消費税増税再々延期で解散するのか

と思ってしまうのだが、支持率回復で今がチャンスと見たのか、年内に衆院解散とかいう話も漏れ出ている。そうなるとやはり解散理由は「消費増税の再々延期」なんじゃないでしょうかねえ。

モーニングショーで以前テレビ朝日の政治記者が、解散の大義名分なんてどうでもいいんですよ、と口を滑らせてぶったまげてしまったが、政治部の記者なんてホントにどうしようもない腰ぎんちゃくどもだとあきれましたけど、な~んにもなしで「解散します」と言ったらさすがにカッコがつかないだろうから、とりあえず有権者受けしそうなフレーズをぶち上げるでしょう。

増税をまた延期すれば、若者や貧困層には受けるでしょうね。だいたい安倍政権というのは(再三書いてるけど)少なくとも経済政策はかなり左翼的だと思いますよ。

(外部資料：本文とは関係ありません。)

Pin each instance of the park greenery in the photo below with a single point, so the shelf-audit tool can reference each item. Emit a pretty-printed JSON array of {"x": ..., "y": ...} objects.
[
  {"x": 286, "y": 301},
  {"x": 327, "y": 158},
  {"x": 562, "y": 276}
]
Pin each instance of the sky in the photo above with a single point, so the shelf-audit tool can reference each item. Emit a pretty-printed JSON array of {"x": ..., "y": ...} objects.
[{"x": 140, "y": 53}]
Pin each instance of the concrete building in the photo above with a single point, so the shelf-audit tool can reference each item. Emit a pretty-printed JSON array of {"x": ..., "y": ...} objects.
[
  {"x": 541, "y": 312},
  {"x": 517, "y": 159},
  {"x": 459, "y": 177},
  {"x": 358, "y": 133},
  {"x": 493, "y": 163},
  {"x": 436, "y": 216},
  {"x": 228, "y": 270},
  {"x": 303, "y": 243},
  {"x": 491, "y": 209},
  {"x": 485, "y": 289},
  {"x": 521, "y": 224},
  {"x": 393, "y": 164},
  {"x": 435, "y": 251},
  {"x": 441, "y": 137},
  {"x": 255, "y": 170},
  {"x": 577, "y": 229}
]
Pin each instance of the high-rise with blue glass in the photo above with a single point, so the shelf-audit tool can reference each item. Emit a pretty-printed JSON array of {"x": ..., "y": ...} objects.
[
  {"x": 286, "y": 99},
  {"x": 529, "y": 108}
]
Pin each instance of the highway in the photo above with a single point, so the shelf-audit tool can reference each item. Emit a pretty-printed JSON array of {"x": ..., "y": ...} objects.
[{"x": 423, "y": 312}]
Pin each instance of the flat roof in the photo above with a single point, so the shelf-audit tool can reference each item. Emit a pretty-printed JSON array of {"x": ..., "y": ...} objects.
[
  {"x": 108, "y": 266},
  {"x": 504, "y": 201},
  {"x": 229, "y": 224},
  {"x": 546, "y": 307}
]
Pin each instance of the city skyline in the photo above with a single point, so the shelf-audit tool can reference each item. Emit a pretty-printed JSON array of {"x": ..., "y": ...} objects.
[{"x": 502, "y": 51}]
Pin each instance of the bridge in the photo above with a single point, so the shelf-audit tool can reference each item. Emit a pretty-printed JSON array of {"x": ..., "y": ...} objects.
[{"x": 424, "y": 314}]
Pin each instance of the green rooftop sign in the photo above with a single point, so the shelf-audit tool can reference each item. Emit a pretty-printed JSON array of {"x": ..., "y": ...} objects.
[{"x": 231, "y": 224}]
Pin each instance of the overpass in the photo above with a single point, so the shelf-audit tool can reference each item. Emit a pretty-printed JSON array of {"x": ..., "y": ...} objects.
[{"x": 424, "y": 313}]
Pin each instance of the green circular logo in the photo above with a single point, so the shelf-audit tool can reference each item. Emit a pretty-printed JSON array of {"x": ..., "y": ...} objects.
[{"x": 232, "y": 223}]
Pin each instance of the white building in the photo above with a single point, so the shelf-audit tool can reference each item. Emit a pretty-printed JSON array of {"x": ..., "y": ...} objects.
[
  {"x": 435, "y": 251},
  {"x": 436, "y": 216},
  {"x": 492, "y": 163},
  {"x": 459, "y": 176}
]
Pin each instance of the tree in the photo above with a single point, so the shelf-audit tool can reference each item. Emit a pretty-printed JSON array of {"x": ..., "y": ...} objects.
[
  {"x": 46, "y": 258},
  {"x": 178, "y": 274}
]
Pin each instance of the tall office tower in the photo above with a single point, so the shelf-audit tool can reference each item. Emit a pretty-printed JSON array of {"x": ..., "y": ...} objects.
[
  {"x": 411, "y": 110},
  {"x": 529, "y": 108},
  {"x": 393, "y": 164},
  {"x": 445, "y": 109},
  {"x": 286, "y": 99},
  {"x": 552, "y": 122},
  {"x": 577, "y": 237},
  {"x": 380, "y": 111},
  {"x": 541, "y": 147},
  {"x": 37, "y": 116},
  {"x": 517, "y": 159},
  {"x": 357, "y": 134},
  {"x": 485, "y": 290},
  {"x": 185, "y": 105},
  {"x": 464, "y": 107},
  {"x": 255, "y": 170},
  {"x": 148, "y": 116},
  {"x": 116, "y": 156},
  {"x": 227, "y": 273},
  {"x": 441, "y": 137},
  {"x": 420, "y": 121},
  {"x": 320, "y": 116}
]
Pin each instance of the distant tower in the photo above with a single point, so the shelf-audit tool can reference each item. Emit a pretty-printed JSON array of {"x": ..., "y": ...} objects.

財界に直接働きかけて賃上げを要求し、税収が60兆に満たないのに100兆近い予算を組み続けて、不足分は毎年30兆台の国債発行で賄っている。朝日放送「正義のミカタ」(正式名:「アベの味方」)に出てくる安倍応援団の連中でも、藤井教授も宮崎哲也も財政拡大派で、去年のアメリカ大統領選ではトランプじゃなくてサンダースを支持してたぐらいだし。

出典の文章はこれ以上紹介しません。